At IM16: Poster Project as Catalyst for Change

By Robert Israel
Vital Signs Editor

The sound of many voices speaking in the hallway of the Fenway conference room at MMS headquarters on December 2 emanated from clusters of medical students excitedly preparing their displays. Additional voices could be heard from MMS members and judges standing in line to view the projects.

Welcome to the Research Poster Symposium, a highly anticipated annual event at the MMS Interim Meeting (IM16).

11th Annual Research Poster Symposium contestants.
11th Annual Research Poster Symposium contestants at MMS headquarters at IM16.

In total, 126 abstracts were submitted by MMS residents, fellows, and students from throughout Massachusetts, with 67 contestants chosen to showcase their work at IM16. A panel of eight judges — from Harvard Medical School, Boston University School of Medicine, Brigham and Women’s Hospital, Massachusetts General Hospital, and others — selected 20 award winners in four categories: Basic Research, Clinical Research, Health Policy/Medical Education, and Clinical Vignettes.
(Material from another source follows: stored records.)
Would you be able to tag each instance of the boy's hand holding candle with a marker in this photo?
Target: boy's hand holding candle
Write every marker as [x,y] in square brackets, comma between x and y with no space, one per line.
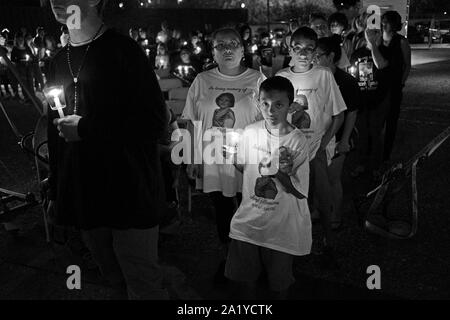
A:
[68,128]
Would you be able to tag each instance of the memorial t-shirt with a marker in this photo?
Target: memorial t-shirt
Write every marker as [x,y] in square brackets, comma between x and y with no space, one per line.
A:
[269,216]
[221,102]
[318,90]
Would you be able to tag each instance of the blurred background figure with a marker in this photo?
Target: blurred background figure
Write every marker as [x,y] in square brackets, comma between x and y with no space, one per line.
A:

All entries represent original work by teams of aspiring medical scholars. Many projects result in fostering change.

Vital Signs interviewed two first-place winners to report how their project did just that: serving as a catalyst for improvements at Steward Carney Hospital in Dorchester.

Tackling Telemetry Overuse

Hassan Ghoz, M.D., a native of Cairo, Egypt, and Anil Jha, M.D., from Kolkata, India, are second-year residents at Steward Carney, a Tufts University School of Medicine teaching hospital. Their team was awarded First Place in the Health Policy/Medical Education category for tackling a vexing problem: telemetry overuse.

“We began by researching how telemetry is used or overused by other small hospitals like ours,” Dr. Ghoz explained. “We read, in an article in JAMA, that nurses at many hospitals experience stress and fatigue when multiple telemetry alarms go off at the same time from machines located at patients’ bedsides. Additionally, we learned patient safety is an issue. Several hospitals reported incidents where patients have tripped or fallen on the wires attached to telemetry devices.”

When the residents completed their research, they identified that Steward Carney Hospital faced similar telemetry challenges.

“We designed a survey questionnaire and distributed it to nurses on the floor to determine how we could resolve these issues,” Dr. Jha said.

When the results of the survey were tabulated, the residents noticed that orders for issuing or stopping use of telemetry instruments were often omitted from patients’ charts. In one particular case, the telemetry device had been forgotten and had been running a patient’s reports for over a week. This led the residents to recommend strengthening communication between doctors and nurses at Steward Carney so these and other problems would not recur.

Improving Communications

“We designed a simple information sheet,” Dr. Ghoz explained, “that asks doctors to list reasons why the telemetry device is being ordered and to enter start and end times for the device. Once completed, the sheet is reviewed by the hospitalist who signs it and distributes copies to the staff, attaching a copy to the patients’ records.”

The telemetry information sheet, which takes only minutes to complete, has proven to be a game-changer. Since its implementation, the mean weekly number of telemetry orders fell from 36.8 hours to 26.5 hours. A further reduction of mean weekly indirect costs for non-ICU cardiac telemetry followed, from $3,612 to $1,398.

“Our project not only improved staff efficiencies at Steward Carney,” noted Dr. Ghoz, “we also showed that we could save the hospital money, too.”

Catalyst for Change

Marvin Diaz-Lacayo, M.D., program director for education and training at Steward Carney Hospital, supervises the residents. He said the telemetry project is illustrative of the hospital’s overall commitment to quality improvement.

“We knew we had a problem,” Dr. Diaz-Lacayo said, “and we knew we had to fix it. We determined we would all address it. Since the residents are hard at work in the trenches, they were assigned to gather the facts because they have a close view at how things succeed or how things fail. They went beyond just fact finding, however. By developing a simple tool, they have brought awareness to the scope of the problem. And they came up with a recommendation about the changes we needed to make going forward.”

The residents are proud of their successes, Dr. Diaz-Lacayo said. Gaining recognition as a first-place award-winning project in the MMS Research Poster Symposium, he added, has spurred Steward Carney Hospital to look into how they might influence other hospitals to undertake similar improvements.